Guardians of the Galaxy, Vol 3

This is a found family which I love returning to. In contrast to Fast X they’re all supposed to be morons, and they are, except they’re all super-competent in different ways and idiots about how they relate to each other. Here we finally resolve an awful lot of the relationships, hopes and dreams of these characters. They’ve been through a lot, both in the first two volumes of their trilogy, Infinity War / Endgame and odd, sort of pointless Christmas Special. I say pointless, but as it turns out, spending an additional forty minutes with some of these guys, Drax and Mantis in particular has genuinely fleshed out their characters further. At last the story turns to Rocket, injured by Adam Warlock (splendid force-grown golden dude with the brain of a child) and we finally get his much-hinted at backstory. He is indeed a raccoon. In a lot of ways this is a big ad for PETA, because animal vivisection does not come off well here – for parts of it I’d rather watch Watership Down again. The High Evolutionary’s attempts to develop intelligence and accelerate evolution is horrifying, and the story around his fellow animals, Lyla the otter, Teefs the walrus and the rabbit Floor, is absolutely devastating. Most of the film is the rest of the Guardians doing typical Guardian shtick while chasing down the MacGuffin which will let them fix Rocket. Along the way they really do become the heroes they’ve sought to be, despite their Ravager tendencies, rescuing all the High Evolutionary’s test subjects. The film is packed with gorgeous space environments, exciting action scenes, cool new Groot, and more, yet all I truly remember are the perfect character notes and conclusions for each of them.
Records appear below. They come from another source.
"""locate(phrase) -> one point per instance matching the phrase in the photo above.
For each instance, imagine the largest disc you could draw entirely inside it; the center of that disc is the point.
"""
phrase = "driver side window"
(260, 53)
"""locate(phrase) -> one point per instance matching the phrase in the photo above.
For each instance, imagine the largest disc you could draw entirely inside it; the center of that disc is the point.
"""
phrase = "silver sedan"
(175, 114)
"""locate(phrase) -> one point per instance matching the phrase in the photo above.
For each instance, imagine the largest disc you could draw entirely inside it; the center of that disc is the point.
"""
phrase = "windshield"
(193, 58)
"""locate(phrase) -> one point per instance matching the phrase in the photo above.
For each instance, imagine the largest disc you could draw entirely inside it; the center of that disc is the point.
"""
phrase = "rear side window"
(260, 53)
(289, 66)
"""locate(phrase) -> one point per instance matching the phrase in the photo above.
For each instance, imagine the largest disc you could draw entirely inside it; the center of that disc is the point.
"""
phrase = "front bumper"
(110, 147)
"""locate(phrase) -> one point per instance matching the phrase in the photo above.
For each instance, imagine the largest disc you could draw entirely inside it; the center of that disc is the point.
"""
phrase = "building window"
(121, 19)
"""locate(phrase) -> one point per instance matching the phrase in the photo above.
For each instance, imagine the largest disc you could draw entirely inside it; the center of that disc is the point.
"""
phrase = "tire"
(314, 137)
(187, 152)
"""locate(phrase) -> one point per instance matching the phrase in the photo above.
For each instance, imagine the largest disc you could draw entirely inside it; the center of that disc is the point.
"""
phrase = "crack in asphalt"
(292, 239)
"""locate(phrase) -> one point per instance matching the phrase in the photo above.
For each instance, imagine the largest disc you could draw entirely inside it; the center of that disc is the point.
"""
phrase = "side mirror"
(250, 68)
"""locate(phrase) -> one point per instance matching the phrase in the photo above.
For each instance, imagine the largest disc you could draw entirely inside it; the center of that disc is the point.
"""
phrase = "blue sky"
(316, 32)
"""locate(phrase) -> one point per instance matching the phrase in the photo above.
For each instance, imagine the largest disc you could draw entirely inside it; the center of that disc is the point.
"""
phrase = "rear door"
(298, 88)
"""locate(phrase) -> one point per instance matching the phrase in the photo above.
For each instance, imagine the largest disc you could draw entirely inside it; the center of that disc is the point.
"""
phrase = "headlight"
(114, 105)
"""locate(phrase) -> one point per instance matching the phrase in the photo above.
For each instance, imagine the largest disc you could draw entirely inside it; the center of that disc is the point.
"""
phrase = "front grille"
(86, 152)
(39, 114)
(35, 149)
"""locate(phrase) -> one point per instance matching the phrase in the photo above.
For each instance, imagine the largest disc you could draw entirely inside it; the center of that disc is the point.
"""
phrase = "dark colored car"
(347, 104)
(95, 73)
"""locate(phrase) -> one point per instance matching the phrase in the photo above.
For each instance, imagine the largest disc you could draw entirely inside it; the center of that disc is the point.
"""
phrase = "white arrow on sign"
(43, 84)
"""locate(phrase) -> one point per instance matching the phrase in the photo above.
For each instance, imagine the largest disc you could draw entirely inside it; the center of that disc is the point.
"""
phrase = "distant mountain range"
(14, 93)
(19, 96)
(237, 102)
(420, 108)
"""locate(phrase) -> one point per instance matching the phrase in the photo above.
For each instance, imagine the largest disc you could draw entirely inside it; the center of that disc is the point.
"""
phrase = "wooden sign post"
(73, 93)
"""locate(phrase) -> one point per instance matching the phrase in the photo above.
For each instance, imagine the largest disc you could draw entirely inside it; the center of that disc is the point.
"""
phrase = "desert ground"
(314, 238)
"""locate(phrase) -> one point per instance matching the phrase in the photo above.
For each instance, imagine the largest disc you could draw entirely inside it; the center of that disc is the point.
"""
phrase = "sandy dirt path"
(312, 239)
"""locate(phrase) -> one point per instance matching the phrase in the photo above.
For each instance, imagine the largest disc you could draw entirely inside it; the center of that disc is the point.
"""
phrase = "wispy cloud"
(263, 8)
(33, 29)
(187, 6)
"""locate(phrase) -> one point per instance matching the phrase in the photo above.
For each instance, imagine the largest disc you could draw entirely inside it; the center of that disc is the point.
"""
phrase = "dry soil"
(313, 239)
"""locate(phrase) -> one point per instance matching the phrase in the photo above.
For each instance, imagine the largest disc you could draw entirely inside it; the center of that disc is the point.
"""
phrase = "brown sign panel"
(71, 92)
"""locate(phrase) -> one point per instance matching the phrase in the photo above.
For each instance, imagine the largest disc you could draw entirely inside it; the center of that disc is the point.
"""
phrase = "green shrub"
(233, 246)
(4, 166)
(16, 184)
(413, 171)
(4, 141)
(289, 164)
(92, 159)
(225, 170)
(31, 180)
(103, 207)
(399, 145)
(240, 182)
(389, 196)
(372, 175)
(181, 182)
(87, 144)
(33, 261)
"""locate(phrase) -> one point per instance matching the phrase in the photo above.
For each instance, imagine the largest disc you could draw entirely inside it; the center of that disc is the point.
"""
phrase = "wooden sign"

The thing I was most pleased and impressed by was their treatment of Gamora – Quill’s former love interest who died in Endgame, replaced by an earlier version of herself who never met or fell in love with Quill. It’s a wild concept anyway, and you can see why Quill struggles to handle being around someone he loved but has no interest whatsoever in him. And they don’t make her fall in love with him again. That alone is a goddamn victory for Marvel, whose habits in killing off female characters (including Gamora) and not acknowledging their deaths while having a full-cast funeral for Tony Stark has been atrocious. This is a wonderful finale for these characters and I can hardly wait to watch it again.